Speaking to Paul at Microclimate it seems the prime 2 can do more than I realised. Looks like we might be able to recreate sunrise and sunset with ramping and there is a cooling option. I'll post when I have more info / tried it.


----------



## s6t6nic6l (May 15, 2010)

_simon_ said:


> Yep, very happy with my prime 2 but that Ecozone has the extra features *I hope microclimate can add to the prime range in the not too distant future*!


an imminent, aesthetically nice unit with an informative FPD and extra features may well be worth a look.



_simon_ said:


> Speaking to Paul at Microclimate it seems the prime 2 can do more than I realised. Looks like we might be able to recreate sunrise and sunset with ramping and there is a cooling option. *I'll post when I have more info / tried it*.


thanks but not necessary here.

seems the only option is to import such a featured controller with all the needs one would require for complete automation of an enclosure.


----------



## _simon_ (Nov 27, 2007)

Be sure to do us a full review if you buy one, very interested. Watch out for import tax when buying from the US.


----------



## reptiles-ink (Nov 4, 2006)

The main problem you will have is that unit doesn't operate with 240v so you will need to run it via a dropper to lower the voltage to 110v and make sure that everything you connect to it will also work with 110v.


----------



## s6t6nic6l (May 15, 2010)

_simon_ said:


> Be sure to do us a full review if you buy one, very interested. Watch out for import tax when buying from the US.


i'll leave that for the experts to report on and I will just give it a mention on a build thread probably on what it will be performing



reptiles-ink said:


> The main problem you will have is that unit doesn't operate with 240v so you will need to run it via a dropper to lower the voltage to 110v and make sure that everything you connect to it will also work with 110v.


EcoZone Vivarium - Detail


I was really hopeful of finding something very similar over here :devil:


----------



## cold blooded beast (Mar 17, 2011)

http://www.reptileforums.co.uk/forums/habitat/718780-ecozone-ez400.html

Current model is the Eco500......


----------



## cold blooded beast (Mar 17, 2011)

reptiles-ink said:


> The main problem you will have is that unit doesn't operate with 240v so you will need to run it via a dropper to lower the voltage to 110v and make sure that everything you connect to it will also work with 110v.
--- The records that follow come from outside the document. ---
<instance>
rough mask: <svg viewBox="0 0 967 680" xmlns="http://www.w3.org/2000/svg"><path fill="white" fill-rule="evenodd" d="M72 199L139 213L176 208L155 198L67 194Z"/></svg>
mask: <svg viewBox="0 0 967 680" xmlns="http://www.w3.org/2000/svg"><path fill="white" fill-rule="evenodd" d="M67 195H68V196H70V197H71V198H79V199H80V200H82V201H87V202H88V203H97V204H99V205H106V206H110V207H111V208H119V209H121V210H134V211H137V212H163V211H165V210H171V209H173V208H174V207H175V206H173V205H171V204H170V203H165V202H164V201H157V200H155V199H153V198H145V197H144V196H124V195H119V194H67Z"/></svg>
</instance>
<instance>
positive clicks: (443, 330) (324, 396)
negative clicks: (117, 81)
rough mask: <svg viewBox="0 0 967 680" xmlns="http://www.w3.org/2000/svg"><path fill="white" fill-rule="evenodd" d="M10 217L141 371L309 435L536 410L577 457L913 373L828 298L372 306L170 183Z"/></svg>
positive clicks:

To correct you politely.... :2thumb:Not true..... Take a proper look at the revised products


----------



## cold blooded beast (Mar 17, 2011)

http://www.reptileforums.co.uk/forums/lizards/949889-large-varanus-mertensi-enclosure-living.html
Just remembered there's some reference to the Eco500 among that thread(though you'll have to scoot past all the banter)


----------



## rsmitty1000 (Oct 20, 2011)

don't know what happened to these stats. you might still be able to get them

http://www.reptileforums.co.uk/foru...eds/971380-brand-new-multi-channel-stats.html


----------



## s6t6nic6l (May 15, 2010)

s6t6nic6l said:


> thinking of having one of these shipped over which will cost me about £333 which is quite reasonable for what I want with extras I need and shipping costs inc:
> 
> EcoZone Vivarium - Vivarium Controllers provide Naturalistic Habitats for Reptiles and Herps. Programmable proportional Temperature, Lighting, and Mister Control
> 
> but one is wondering what UK variants there is, if any, that has all this functionality so that *if any problems arise* with this one :blah::blah::blah:


 
gonna keep to separate units due to the fact that if it ceases to function/fail, the whole climate! is disrupted. not going to risk this happening on a large enclosure.
will just look at some quality modules that match each other for aesthetic means which have informative readouts, hopefully.


----------